Don Nelson is the second-winningest coach in NBA history but his legacy is marked by never taking a team to the NBA Finals, much less winning a title. Eight of the 30 active teams in the NBA are still chasing their first title, with the Phoenix Suns having the longest dearth of championship success since their inaugural season in 1968-69.
So which players, teams and coaches are at the top of the scale in terms of winning NBA championships?
There is a reason the NBA Finals MVP trophy is named for Bill Russell
No player in NBA history exemplified winning quite like Boston Celtics legend Bill Russell. In his 13 NBA seasons, Russell was part of a record 11 championships, including a historic run of eight straight from 1959-66. He was honored in 2009 when the NBA Finals MVP award was renamed for him, with the irony being that Russell never won the award, which launched in 1969 (his final season).
The Celtics of the late 1950s and 1960s dominate the list of players with the most rings. Hall of Famer Sam Jones won 10 titles, only missing the franchise's first in 1957. Tom Heinsohn, K.C. Jones, Satch Sanders and John Havlicek won eight times, with Jim Loscutoff and Frank Ramsey claiming seven.
The latter pair is tied with the highest-ranked non-Celtic on the list, Robert Horry, who won two titles with the Houston Rockets, three with the Los Angeles Lakers and two with the San Antonio Spurs over the course of his 16 NBA seasons.
There is a reason why the Boston Celtics and Los Angeles Lakers are fierce rivals
Two franchises have combined to win 44 percent of the championships in NBA history.

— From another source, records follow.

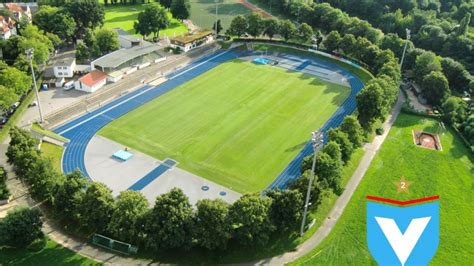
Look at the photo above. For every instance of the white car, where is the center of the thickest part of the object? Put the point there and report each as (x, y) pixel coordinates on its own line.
(69, 85)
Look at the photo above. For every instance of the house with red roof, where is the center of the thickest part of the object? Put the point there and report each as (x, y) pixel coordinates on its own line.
(91, 82)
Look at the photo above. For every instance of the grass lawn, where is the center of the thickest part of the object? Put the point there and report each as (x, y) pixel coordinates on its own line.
(54, 153)
(123, 16)
(446, 173)
(203, 12)
(52, 254)
(238, 124)
(277, 245)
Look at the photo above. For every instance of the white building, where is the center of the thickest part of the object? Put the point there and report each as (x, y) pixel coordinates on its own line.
(64, 68)
(7, 27)
(191, 40)
(91, 82)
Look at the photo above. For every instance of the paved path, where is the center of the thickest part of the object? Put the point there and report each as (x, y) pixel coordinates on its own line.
(341, 203)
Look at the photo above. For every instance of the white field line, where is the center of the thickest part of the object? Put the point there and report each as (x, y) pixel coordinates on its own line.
(138, 94)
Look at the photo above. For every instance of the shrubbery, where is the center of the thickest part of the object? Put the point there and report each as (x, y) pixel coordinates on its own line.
(4, 192)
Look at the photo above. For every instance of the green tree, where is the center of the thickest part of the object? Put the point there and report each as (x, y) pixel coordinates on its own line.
(169, 223)
(332, 41)
(458, 77)
(7, 98)
(305, 33)
(219, 26)
(287, 29)
(250, 218)
(212, 229)
(286, 210)
(21, 227)
(329, 171)
(425, 64)
(180, 9)
(301, 185)
(131, 207)
(106, 40)
(464, 25)
(353, 129)
(454, 111)
(345, 145)
(14, 79)
(271, 27)
(86, 13)
(255, 25)
(435, 88)
(69, 197)
(32, 37)
(238, 26)
(82, 52)
(151, 20)
(44, 179)
(56, 21)
(370, 105)
(97, 208)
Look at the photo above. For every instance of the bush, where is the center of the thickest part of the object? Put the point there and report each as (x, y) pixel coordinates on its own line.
(4, 192)
(21, 227)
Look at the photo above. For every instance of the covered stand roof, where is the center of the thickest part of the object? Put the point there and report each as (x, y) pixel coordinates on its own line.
(122, 56)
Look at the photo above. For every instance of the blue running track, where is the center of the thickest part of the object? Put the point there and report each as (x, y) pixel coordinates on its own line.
(81, 130)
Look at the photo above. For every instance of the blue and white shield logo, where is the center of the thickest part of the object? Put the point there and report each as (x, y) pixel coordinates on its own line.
(403, 235)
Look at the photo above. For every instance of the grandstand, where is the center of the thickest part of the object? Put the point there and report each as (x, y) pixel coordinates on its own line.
(129, 58)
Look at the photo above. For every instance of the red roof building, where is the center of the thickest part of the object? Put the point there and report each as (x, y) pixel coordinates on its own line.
(92, 81)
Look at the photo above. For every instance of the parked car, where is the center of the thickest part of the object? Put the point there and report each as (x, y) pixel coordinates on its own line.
(69, 85)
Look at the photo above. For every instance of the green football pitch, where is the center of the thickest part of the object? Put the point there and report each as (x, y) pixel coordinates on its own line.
(447, 173)
(238, 124)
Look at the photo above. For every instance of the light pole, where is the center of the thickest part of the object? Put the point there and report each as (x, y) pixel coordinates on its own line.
(215, 24)
(29, 57)
(317, 142)
(405, 48)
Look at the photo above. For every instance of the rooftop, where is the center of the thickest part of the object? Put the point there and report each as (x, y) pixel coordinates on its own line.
(187, 38)
(93, 78)
(121, 56)
(68, 61)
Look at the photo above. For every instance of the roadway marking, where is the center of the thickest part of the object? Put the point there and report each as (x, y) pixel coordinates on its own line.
(136, 95)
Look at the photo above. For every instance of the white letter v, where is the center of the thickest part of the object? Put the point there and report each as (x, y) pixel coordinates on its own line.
(403, 244)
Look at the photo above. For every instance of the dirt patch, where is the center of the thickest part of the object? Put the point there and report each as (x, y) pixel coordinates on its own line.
(427, 140)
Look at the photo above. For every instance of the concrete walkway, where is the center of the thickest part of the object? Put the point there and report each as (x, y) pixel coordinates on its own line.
(371, 150)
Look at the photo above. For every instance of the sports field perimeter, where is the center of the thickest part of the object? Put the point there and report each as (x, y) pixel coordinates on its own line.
(238, 124)
(447, 173)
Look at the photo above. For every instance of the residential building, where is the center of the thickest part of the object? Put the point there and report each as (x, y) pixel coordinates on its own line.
(128, 59)
(7, 27)
(19, 11)
(91, 82)
(64, 68)
(191, 40)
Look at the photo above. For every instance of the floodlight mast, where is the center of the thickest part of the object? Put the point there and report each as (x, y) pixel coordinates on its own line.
(215, 25)
(29, 57)
(317, 141)
(405, 47)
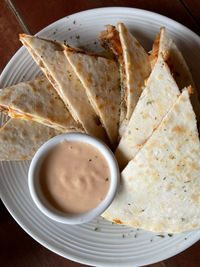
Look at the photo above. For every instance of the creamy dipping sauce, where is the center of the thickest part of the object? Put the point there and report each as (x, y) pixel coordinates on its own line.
(75, 177)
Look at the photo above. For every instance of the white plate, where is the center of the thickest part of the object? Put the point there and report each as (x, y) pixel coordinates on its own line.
(99, 242)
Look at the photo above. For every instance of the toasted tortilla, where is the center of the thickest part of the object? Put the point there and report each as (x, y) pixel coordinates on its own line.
(166, 47)
(160, 187)
(20, 139)
(100, 77)
(50, 57)
(134, 66)
(37, 100)
(159, 95)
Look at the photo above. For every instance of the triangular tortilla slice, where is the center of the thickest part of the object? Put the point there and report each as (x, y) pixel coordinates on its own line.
(50, 57)
(160, 187)
(20, 139)
(166, 47)
(37, 100)
(134, 66)
(159, 95)
(100, 77)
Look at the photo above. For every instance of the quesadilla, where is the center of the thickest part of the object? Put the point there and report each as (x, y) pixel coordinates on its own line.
(166, 47)
(21, 138)
(37, 100)
(50, 57)
(159, 95)
(100, 77)
(160, 187)
(134, 67)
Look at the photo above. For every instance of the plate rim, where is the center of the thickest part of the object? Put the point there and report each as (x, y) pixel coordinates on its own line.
(3, 73)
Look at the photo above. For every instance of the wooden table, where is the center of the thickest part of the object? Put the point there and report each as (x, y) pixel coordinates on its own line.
(18, 249)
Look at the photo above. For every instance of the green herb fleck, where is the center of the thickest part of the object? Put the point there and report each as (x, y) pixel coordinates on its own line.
(162, 236)
(149, 102)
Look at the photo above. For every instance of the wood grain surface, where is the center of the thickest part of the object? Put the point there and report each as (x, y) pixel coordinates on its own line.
(17, 248)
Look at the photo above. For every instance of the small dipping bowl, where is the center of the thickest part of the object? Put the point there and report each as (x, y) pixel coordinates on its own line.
(34, 179)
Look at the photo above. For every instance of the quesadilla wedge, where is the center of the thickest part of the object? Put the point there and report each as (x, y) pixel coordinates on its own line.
(37, 100)
(160, 187)
(21, 138)
(100, 77)
(159, 95)
(166, 47)
(134, 67)
(50, 57)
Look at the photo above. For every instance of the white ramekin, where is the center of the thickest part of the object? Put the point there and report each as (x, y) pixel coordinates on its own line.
(38, 196)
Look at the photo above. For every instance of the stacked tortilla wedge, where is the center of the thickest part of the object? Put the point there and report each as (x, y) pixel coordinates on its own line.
(160, 187)
(134, 67)
(50, 57)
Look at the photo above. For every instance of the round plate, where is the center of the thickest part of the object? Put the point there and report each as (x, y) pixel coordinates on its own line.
(99, 242)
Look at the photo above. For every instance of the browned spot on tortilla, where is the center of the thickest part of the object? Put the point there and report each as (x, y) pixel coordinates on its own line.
(183, 99)
(4, 138)
(100, 106)
(79, 67)
(36, 137)
(38, 107)
(180, 130)
(189, 116)
(139, 145)
(49, 86)
(130, 179)
(24, 133)
(145, 116)
(12, 140)
(52, 101)
(23, 157)
(117, 221)
(137, 44)
(176, 108)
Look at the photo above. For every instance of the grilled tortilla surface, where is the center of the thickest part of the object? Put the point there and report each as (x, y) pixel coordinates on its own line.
(21, 138)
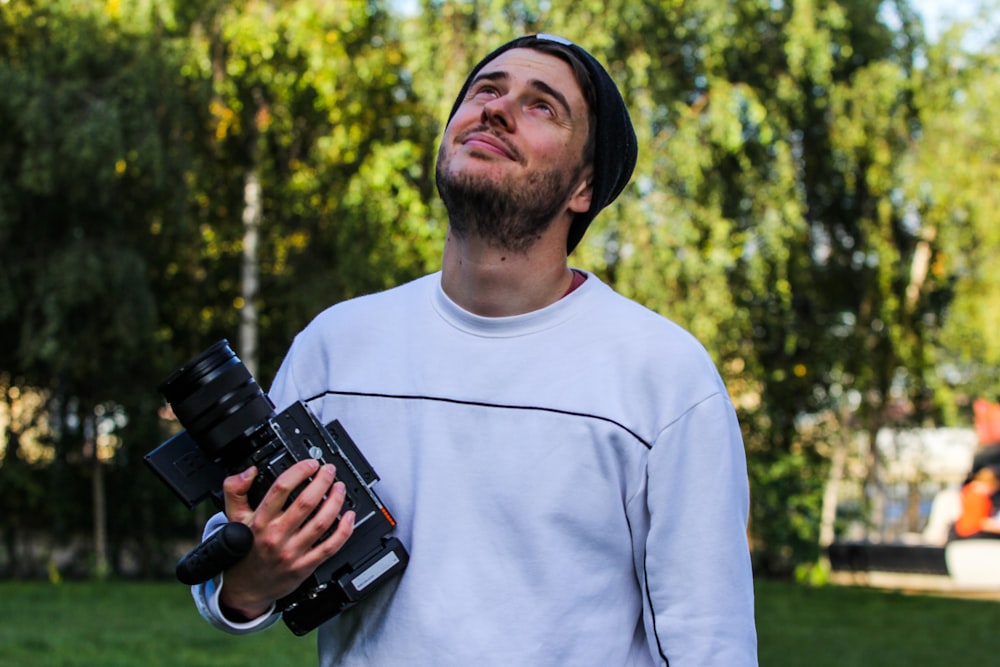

The Boston Celtics and the Minneapolis/Los Angeles Lakers each own 17 titles, tied for the most all-time. The rivalry is one of the fiercest in the NBA as a result, as the teams have played each other 12 times in the NBA Finals, by far the most frequent matchup in NBA history.
The Lakers won their first five titles over a six-season stretch (1948-54) when they were in Minneapolis and won their first in Los Angeles in 1972. They caught the Celtics on the all-time list with their championship in the NBA bubble in 2020.
With two titles in Philadelphia and five more since moving to the Bay Area in 1962, the Golden State Warriors are next on the list of championships with seven. The Chicago Bulls won six championships in the 1990s and the San Antonio Spurs have won five titles since 1999.
Phil Jackson was the ultimate championship coach
Phil Jackson's coaching success is often dismissed by fans and analysts because he had some of the NBA's biggest legends at his disposal. But Michael Jordan didn't win an NBA title without Jackson on the bench. Neither did Kobe Bryant. Over 20 seasons with the Chicago Bulls and Los Angeles Lakers, Jackson's teams won 11 titles.
Jackson is the only coach in NBA history with more than 10 seasons on the bench to win titles in more than half the years he coached. His 11 championships came over a 20-year career and Jackson is the all-time winning percentage leader in both regular-season (1,155-485, .704) and postseason (229-104, .688) play.
Red Auerbach led the Boston Celtics to their first nine championships and is second on the all-time list. The trio of John Kundla of the Minneapolis Lakers, Gregg Popovich of the San Antonio Spurs and Pat Riley (Lakers and Miami Heat) are next closest with five titles apiece.